Ist die Tora groß oder klein, umfassend oder kompakt, einschüchternd oder ermutigend? Im Grunde trifft das alles zu. Viele Menschen, die nicht mit der Tora vertraut sind oder fürchten, sie nicht zu verstehen, finden sie zu lang oder gar einschüchternd. Aber denken Sie daran, dass beispielsweise alle Gesetze des Kaschrut von einigen wenigen Sätzen der Tora abgeleitet sind, etwa „Du sollst kein Lamm in der Milch seiner Mutter kochen“. Das ist knapp genug, und dennoch deckt es eine Menge Praxis ab.

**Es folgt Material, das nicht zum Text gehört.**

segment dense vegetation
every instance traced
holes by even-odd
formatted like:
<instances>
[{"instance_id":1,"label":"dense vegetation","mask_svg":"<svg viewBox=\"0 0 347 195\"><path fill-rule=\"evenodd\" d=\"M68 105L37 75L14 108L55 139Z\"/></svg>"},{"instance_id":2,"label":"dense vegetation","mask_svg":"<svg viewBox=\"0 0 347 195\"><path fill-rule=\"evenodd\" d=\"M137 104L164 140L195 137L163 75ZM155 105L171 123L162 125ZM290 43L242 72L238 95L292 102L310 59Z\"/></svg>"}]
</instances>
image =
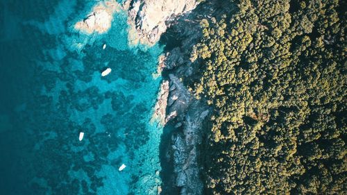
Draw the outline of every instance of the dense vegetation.
<instances>
[{"instance_id":1,"label":"dense vegetation","mask_svg":"<svg viewBox=\"0 0 347 195\"><path fill-rule=\"evenodd\" d=\"M346 5L228 1L192 52L206 194L346 194Z\"/></svg>"}]
</instances>

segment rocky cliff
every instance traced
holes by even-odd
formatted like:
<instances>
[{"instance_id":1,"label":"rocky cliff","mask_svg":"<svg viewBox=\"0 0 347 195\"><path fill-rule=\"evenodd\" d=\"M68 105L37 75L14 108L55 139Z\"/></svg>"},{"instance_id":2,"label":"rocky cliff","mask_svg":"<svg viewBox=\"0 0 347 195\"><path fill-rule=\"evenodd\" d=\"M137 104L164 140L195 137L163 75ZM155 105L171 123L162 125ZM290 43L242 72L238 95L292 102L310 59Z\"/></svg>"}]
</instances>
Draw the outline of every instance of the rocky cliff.
<instances>
[{"instance_id":1,"label":"rocky cliff","mask_svg":"<svg viewBox=\"0 0 347 195\"><path fill-rule=\"evenodd\" d=\"M151 45L161 38L167 46L167 46L158 59L163 82L153 117L173 129L162 139L165 145L162 160L172 166L169 178L164 180L162 194L203 194L198 158L203 121L210 110L192 96L184 81L198 71L189 58L201 37L201 13L213 10L206 6L195 11L197 5L196 0L133 0L124 5L128 10L130 44Z\"/></svg>"}]
</instances>

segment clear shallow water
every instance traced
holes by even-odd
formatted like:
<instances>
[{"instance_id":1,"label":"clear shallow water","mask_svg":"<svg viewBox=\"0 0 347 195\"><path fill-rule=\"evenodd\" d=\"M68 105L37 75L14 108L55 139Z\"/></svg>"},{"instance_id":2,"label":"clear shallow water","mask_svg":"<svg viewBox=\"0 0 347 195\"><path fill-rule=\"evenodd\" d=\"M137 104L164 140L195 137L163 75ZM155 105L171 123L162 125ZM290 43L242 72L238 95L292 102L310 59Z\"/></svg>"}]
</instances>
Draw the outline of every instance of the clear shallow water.
<instances>
[{"instance_id":1,"label":"clear shallow water","mask_svg":"<svg viewBox=\"0 0 347 195\"><path fill-rule=\"evenodd\" d=\"M75 31L96 1L0 2L0 194L156 194L162 47L129 47L121 12Z\"/></svg>"}]
</instances>

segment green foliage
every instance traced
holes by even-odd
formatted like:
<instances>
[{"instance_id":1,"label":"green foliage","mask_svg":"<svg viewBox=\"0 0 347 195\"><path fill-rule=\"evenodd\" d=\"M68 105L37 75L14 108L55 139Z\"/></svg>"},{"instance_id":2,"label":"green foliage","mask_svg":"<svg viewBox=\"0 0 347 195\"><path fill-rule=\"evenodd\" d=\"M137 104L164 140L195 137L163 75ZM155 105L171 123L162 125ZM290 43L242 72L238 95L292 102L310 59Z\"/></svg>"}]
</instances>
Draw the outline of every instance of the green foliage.
<instances>
[{"instance_id":1,"label":"green foliage","mask_svg":"<svg viewBox=\"0 0 347 195\"><path fill-rule=\"evenodd\" d=\"M345 12L328 0L240 0L201 22L196 97L214 108L208 194L346 194ZM218 20L218 21L217 21Z\"/></svg>"}]
</instances>

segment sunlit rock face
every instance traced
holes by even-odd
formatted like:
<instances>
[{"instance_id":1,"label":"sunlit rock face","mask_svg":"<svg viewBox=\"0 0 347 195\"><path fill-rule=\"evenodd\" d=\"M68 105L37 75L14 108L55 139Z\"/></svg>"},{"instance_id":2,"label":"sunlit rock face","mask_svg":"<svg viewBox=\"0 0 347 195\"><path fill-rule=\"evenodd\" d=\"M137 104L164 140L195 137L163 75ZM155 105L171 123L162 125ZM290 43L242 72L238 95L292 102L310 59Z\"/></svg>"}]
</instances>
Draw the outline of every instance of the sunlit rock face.
<instances>
[{"instance_id":1,"label":"sunlit rock face","mask_svg":"<svg viewBox=\"0 0 347 195\"><path fill-rule=\"evenodd\" d=\"M105 33L111 27L113 15L120 10L121 6L115 0L101 2L93 8L85 19L75 24L75 29L88 34Z\"/></svg>"},{"instance_id":2,"label":"sunlit rock face","mask_svg":"<svg viewBox=\"0 0 347 195\"><path fill-rule=\"evenodd\" d=\"M135 0L127 1L129 42L152 45L178 16L196 7L196 0Z\"/></svg>"}]
</instances>

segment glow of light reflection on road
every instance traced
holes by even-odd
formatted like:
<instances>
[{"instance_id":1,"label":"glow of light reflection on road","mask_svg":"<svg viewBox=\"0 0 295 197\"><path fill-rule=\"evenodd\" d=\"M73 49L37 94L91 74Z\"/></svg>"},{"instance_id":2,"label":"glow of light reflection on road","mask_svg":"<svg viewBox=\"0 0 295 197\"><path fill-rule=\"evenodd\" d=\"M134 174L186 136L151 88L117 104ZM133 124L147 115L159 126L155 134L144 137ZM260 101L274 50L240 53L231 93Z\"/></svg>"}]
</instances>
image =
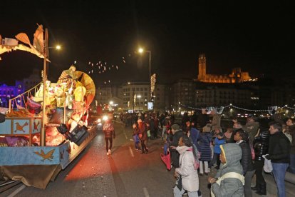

Weitere Beispiele für die elegante Präzision der Tora finden wir diese Woche in Emor. Der zweite Teil – nicht einmal das gesamte Kapitel – gibt einen Überblick über die Feiertage des ganzen Jahres. Der Schabbat wird zum Beispiel so beschrieben: „Sechs Tage sollt ihr arbeiten, aber am siebten Tag ist ein Schabbat der feierlichen Ruhe, eine heilige Versammlung; ihr sollt keinerlei Arbeit tun; es ist ein Schabbat für den H-rrn in allen euren Wohnungen.

Das ist alles.

Folgern wir daraus, dass wir nicht Auto fahren, fernsehen oder Fußball spielen dürfen und dass Oma den Ofen für den ganzen Tag vorbereitet?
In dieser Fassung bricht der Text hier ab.